Honneur aux plus anciens, Patrick Brion démarre les festivités en nous présentant La Bataille de la vallée du diable (16’35), un bonus réalisé à l’occasion de cette sortie. Du haut de ses 80 ans, l’historien du cinéma passe tout d’abord brièvement en revue les quelques westerns américains qui subsistaient en 1966, année de la sortie de Duel at Diablo, comme Les Professionnels de Richard Brooks ou Alvarez Kelly d’Edward Dmytryk. Puis, il évoque la carrière de Ralph Nelson (surtout ses trois westerns), passe le casting en revue, la singularité des personnages (dont celui de Sidney Poitier), la représentation à l’écran des guerres indiennes, ainsi que les « quelques idées curieuses qui parsèment ce film très attachant, assez juste et qui mérite d’être revu ». Attention aux spoilers !
Jean-François Giré intervient à son tour, plus longuement que son confrère, pour nous parler de La Bataille de la vallée du diable (24’), qu’il avait découvert au cinéma à sa sortie et dont la violence, ainsi que le réalisme l’avaient immédiatement frappé. Une intervention très détaillée et qui prend la défense du film de Ralph Nelson, souvent critiqué par les aficionados du western, dont il trouve les scènes de batailles remarquablement mises en scène. L’invité récurrent de Sidonis Calysta donne de nombreuses informations sur le réalisateur, sur son habituelle représentation de la violence, rapproche Duel at Diablo de Fureur Apache de Robert Aldrich, développe les thèmes du film (le racisme) et la psychologie des personnages, parle du casting et de la musique de Neal Hefti. Jean-François Giré indique aussi que la photographie lui pose problème et estime qu’elle n’est pas à la hauteur, malgré des choix de décors parfaits.
L’éditeur a pu mettre la main sur un tout petit making of en N&B (5’). L’occasion de voir les acteurs et le réalisateur sur le plateau, James Garner surtout, qui nous fait une démonstration de ses capacités physiques à cheval, avant de commenter quelques cascades réalisées par les professionnels.

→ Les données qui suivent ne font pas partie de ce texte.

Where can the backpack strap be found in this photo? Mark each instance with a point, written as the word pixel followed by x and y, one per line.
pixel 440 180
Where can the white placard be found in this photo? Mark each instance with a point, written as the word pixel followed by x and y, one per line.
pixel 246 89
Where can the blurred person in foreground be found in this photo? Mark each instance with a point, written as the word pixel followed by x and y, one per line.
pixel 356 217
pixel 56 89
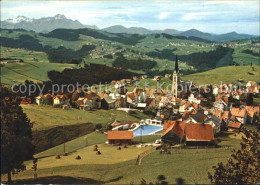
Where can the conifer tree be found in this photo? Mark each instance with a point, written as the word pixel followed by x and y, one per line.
pixel 243 167
pixel 16 134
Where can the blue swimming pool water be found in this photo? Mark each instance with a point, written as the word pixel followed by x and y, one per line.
pixel 146 130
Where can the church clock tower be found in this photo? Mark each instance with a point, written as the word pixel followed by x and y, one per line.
pixel 175 79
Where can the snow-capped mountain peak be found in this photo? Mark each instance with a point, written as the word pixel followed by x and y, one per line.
pixel 59 16
pixel 19 19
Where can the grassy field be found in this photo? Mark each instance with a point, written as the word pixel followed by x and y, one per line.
pixel 75 144
pixel 35 66
pixel 46 117
pixel 230 74
pixel 111 167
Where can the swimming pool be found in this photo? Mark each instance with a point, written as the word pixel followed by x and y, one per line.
pixel 146 130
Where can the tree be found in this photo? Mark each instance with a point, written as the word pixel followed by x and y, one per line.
pixel 249 99
pixel 98 126
pixel 16 134
pixel 243 167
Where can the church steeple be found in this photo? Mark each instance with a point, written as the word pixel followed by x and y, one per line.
pixel 176 65
pixel 175 79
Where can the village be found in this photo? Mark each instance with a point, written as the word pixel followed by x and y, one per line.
pixel 181 116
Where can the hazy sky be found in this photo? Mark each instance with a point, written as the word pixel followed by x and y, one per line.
pixel 208 16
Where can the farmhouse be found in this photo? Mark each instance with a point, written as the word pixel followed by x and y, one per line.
pixel 61 99
pixel 239 114
pixel 25 100
pixel 234 126
pixel 175 133
pixel 221 103
pixel 120 137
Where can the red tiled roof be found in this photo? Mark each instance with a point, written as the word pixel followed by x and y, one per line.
pixel 102 95
pixel 199 132
pixel 234 124
pixel 183 102
pixel 187 113
pixel 131 96
pixel 60 96
pixel 178 129
pixel 218 113
pixel 238 112
pixel 26 101
pixel 225 115
pixel 120 135
pixel 255 109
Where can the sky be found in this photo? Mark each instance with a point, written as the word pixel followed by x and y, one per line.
pixel 207 15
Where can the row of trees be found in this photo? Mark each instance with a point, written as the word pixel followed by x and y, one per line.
pixel 138 64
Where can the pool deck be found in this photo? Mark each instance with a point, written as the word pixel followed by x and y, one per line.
pixel 151 132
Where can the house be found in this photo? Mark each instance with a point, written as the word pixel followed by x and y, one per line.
pixel 141 105
pixel 155 121
pixel 215 122
pixel 234 126
pixel 48 99
pixel 168 76
pixel 167 124
pixel 215 90
pixel 119 84
pixel 131 99
pixel 108 103
pixel 192 99
pixel 198 117
pixel 221 103
pixel 187 106
pixel 153 103
pixel 223 116
pixel 84 104
pixel 61 99
pixel 199 134
pixel 120 137
pixel 40 100
pixel 95 98
pixel 238 115
pixel 175 133
pixel 157 78
pixel 25 100
pixel 252 114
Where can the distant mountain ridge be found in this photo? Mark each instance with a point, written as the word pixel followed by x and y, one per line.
pixel 214 37
pixel 48 24
pixel 43 25
pixel 138 30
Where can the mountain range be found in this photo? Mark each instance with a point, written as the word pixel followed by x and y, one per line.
pixel 43 25
pixel 48 24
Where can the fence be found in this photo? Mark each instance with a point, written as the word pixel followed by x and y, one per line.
pixel 198 148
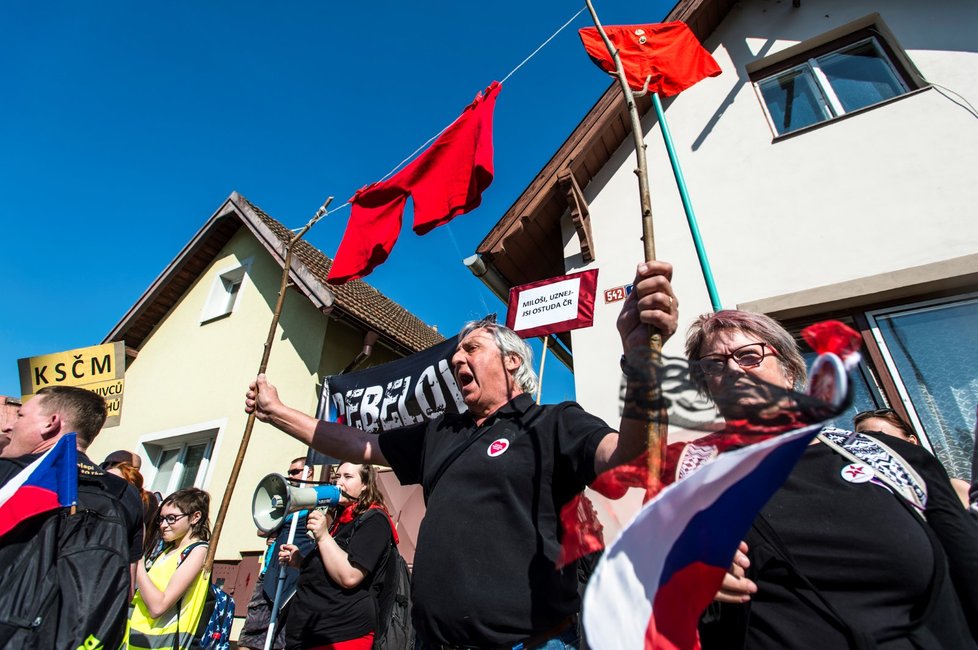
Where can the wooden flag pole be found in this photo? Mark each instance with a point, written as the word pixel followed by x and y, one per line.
pixel 657 423
pixel 543 359
pixel 246 437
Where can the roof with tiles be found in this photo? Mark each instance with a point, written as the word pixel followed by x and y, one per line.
pixel 355 302
pixel 357 297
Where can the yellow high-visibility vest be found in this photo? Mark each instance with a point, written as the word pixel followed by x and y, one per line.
pixel 175 628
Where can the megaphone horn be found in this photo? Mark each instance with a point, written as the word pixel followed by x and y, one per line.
pixel 275 499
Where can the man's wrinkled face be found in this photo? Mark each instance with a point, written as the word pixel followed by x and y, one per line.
pixel 29 430
pixel 483 373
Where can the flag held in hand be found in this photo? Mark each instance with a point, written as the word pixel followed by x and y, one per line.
pixel 49 482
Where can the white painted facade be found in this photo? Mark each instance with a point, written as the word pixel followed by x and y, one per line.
pixel 802 224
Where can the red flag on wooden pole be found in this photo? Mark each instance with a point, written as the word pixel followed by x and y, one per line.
pixel 445 181
pixel 668 54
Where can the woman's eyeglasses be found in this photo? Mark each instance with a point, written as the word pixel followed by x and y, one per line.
pixel 170 519
pixel 746 356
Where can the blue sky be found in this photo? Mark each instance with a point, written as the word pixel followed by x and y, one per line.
pixel 124 125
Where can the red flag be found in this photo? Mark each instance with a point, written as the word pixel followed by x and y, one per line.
pixel 445 181
pixel 668 52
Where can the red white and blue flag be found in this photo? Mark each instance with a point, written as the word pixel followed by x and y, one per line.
pixel 49 482
pixel 657 578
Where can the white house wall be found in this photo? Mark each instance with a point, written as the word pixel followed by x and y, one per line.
pixel 887 189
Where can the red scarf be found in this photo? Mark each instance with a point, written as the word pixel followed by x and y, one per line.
pixel 347 516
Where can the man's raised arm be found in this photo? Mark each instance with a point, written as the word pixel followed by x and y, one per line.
pixel 330 438
pixel 651 303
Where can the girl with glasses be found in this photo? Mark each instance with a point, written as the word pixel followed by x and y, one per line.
pixel 171 586
pixel 833 560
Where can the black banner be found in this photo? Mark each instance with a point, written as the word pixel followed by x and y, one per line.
pixel 393 395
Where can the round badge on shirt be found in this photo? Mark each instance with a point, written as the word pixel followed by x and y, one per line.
pixel 498 447
pixel 858 473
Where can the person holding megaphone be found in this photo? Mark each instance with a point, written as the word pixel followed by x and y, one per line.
pixel 335 605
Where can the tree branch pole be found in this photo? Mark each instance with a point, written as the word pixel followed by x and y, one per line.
pixel 657 424
pixel 246 437
pixel 543 359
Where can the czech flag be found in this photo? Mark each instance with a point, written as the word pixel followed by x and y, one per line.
pixel 657 578
pixel 49 482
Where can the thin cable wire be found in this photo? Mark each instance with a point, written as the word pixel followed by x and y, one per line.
pixel 967 105
pixel 513 71
pixel 552 36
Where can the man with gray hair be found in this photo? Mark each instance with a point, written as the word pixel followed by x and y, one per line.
pixel 495 479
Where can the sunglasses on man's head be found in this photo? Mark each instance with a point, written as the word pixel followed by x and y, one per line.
pixel 874 414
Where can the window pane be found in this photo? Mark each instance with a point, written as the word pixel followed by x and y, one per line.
pixel 935 350
pixel 860 76
pixel 793 100
pixel 191 465
pixel 164 469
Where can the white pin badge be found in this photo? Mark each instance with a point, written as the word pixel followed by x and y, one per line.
pixel 498 447
pixel 857 472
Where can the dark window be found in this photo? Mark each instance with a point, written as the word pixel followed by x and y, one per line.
pixel 830 81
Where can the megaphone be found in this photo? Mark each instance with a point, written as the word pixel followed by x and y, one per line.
pixel 275 499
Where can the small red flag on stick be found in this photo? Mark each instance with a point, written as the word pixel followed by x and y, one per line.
pixel 668 55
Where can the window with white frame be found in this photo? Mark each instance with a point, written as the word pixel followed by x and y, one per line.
pixel 180 461
pixel 920 359
pixel 931 350
pixel 832 80
pixel 224 293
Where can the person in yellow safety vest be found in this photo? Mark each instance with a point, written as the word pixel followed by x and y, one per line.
pixel 171 585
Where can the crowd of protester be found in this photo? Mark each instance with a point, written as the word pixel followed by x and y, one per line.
pixel 830 561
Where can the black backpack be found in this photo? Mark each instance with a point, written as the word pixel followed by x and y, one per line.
pixel 394 628
pixel 64 578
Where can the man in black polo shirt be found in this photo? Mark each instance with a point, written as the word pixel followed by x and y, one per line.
pixel 91 607
pixel 495 479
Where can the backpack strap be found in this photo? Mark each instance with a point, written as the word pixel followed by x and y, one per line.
pixel 889 467
pixel 185 553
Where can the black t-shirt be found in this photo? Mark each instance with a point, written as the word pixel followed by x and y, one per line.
pixel 484 572
pixel 867 553
pixel 322 611
pixel 92 478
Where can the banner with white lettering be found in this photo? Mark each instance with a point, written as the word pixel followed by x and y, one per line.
pixel 393 395
pixel 554 305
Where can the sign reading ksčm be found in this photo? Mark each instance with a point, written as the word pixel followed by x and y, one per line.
pixel 99 368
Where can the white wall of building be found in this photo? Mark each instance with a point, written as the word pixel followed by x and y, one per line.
pixel 887 189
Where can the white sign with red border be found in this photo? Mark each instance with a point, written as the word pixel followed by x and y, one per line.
pixel 554 305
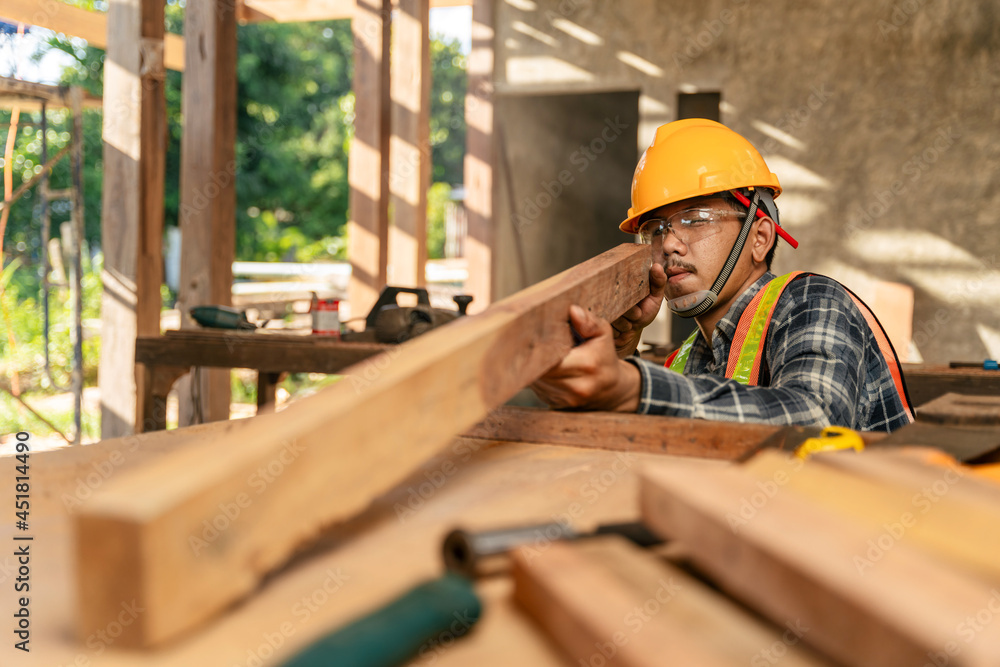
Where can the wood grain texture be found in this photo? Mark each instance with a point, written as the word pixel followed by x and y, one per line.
pixel 789 558
pixel 627 432
pixel 321 460
pixel 273 354
pixel 925 382
pixel 208 189
pixel 605 601
pixel 961 410
pixel 368 160
pixel 410 147
pixel 135 134
pixel 89 25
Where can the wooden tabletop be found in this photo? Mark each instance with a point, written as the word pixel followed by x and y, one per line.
pixel 477 484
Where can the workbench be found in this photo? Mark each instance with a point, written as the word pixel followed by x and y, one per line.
pixel 357 566
pixel 172 355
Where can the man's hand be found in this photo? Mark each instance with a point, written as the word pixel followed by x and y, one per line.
pixel 591 376
pixel 628 328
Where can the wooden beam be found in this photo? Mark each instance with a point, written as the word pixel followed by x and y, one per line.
pixel 149 535
pixel 926 382
pixel 208 188
pixel 409 146
pixel 91 26
pixel 605 601
pixel 271 354
pixel 368 161
pixel 135 138
pixel 789 559
pixel 479 157
pixel 284 11
pixel 626 432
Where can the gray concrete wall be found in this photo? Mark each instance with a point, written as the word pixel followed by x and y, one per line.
pixel 880 118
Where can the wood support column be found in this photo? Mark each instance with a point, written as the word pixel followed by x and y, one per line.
pixel 368 173
pixel 410 149
pixel 135 137
pixel 208 187
pixel 479 157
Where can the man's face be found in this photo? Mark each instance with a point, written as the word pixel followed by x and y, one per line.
pixel 702 232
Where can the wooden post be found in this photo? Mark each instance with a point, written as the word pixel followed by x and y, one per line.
pixel 208 187
pixel 479 158
pixel 368 227
pixel 135 134
pixel 410 149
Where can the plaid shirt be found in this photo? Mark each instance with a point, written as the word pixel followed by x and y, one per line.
pixel 822 366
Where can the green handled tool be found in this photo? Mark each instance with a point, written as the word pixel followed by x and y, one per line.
pixel 436 610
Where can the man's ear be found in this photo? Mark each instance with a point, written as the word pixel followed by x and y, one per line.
pixel 762 237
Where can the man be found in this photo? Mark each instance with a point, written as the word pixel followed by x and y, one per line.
pixel 799 349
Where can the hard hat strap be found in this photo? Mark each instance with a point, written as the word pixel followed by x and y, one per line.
pixel 712 295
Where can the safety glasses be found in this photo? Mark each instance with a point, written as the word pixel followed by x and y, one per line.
pixel 689 225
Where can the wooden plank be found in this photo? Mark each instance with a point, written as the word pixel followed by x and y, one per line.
pixel 961 410
pixel 91 26
pixel 926 382
pixel 135 135
pixel 272 354
pixel 790 559
pixel 605 601
pixel 939 521
pixel 409 144
pixel 284 11
pixel 728 441
pixel 368 160
pixel 328 455
pixel 208 188
pixel 625 432
pixel 479 158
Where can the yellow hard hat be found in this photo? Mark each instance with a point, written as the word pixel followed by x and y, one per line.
pixel 691 158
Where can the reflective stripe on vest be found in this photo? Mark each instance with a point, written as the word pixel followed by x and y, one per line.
pixel 751 331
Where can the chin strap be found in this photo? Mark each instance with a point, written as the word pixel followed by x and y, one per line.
pixel 696 303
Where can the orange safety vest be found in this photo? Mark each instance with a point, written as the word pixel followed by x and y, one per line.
pixel 747 350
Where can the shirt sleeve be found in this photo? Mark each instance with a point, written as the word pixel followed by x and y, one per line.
pixel 815 351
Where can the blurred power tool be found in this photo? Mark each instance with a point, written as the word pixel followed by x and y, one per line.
pixel 388 322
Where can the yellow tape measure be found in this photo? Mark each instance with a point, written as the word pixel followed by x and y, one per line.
pixel 830 439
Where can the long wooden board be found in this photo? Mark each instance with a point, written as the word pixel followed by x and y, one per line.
pixel 791 559
pixel 646 433
pixel 605 601
pixel 197 531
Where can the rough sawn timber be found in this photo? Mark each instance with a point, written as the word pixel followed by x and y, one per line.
pixel 192 534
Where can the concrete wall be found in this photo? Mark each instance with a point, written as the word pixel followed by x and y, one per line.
pixel 881 120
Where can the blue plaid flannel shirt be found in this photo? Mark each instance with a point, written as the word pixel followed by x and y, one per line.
pixel 823 367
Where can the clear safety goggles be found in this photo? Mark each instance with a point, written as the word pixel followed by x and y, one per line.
pixel 689 225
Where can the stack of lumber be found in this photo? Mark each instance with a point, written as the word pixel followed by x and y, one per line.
pixel 888 557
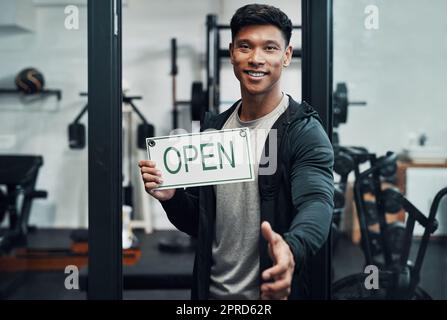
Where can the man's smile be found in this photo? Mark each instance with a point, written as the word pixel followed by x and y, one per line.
pixel 256 74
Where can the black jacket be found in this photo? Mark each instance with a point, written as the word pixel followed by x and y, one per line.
pixel 297 199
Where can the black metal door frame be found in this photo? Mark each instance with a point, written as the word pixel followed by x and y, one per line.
pixel 104 150
pixel 317 90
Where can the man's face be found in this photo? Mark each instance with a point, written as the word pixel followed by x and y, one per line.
pixel 258 55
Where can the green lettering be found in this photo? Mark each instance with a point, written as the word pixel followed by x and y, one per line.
pixel 189 158
pixel 221 148
pixel 203 145
pixel 166 163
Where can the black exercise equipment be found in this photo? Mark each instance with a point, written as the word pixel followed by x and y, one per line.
pixel 76 130
pixel 18 174
pixel 399 278
pixel 391 200
pixel 371 212
pixel 198 102
pixel 31 81
pixel 340 103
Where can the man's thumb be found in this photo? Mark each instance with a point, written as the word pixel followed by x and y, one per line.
pixel 267 231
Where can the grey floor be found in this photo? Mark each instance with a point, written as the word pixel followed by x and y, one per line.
pixel 347 259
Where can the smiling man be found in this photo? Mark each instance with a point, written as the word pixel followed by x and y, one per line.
pixel 254 239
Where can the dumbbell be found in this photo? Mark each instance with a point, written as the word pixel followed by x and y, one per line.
pixel 343 163
pixel 374 243
pixel 339 198
pixel 371 212
pixel 396 237
pixel 389 167
pixel 391 200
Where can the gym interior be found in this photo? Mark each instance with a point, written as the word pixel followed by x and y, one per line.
pixel 84 83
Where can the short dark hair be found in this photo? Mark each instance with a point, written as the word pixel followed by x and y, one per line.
pixel 261 14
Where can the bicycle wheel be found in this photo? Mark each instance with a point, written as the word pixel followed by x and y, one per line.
pixel 353 288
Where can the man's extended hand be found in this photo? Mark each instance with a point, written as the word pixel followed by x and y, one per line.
pixel 283 266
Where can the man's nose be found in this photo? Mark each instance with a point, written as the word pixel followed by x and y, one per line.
pixel 256 57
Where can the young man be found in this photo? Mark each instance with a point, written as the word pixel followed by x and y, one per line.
pixel 254 239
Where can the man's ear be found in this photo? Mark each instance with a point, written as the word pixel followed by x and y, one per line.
pixel 230 48
pixel 288 56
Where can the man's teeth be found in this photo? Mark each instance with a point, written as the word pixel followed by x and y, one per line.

L’interactivité se clôt sur la bande-annonce.
L’Image et le son
Bof…C’est pas terrible tout ça…S’il n’y a rien vraiment à redire sur la propreté de la copie, l’ensemble est aléatoire au niveau des contrastes, de la texture argentique, de la définition. Les couleurs sont acceptables, ou étrangement fanées et ternes, le grain est tantôt lisse, tantôt équilibré, tantôt grumeleux, des plans « poncés » font leur apparition, parfois même au cours d’un champ-contrechamp. Le prologue et le générique sont peu reluisants. Un master qui a donc déjà quelques heures de vol, sans doute en meilleur état que l’ancien DVD MGM, mais dont l’élévation HD reste complètement anecdotique. Blu-ray au format 1080p.
Comme pour l’image, le confort acoustique est aussi quelque peu hasardeux, en version originale comme en français d’ailleurs. Les deux pistes DTS-HD Master Audio 2.0 sont honnêtes, mais n’hésitez pas à monter le son pour mieux profiter des ambiances et de la musique. La restitution des dialogues est dynamique, suffisamment du moins. Les sous-titres français ne sont pas imposés.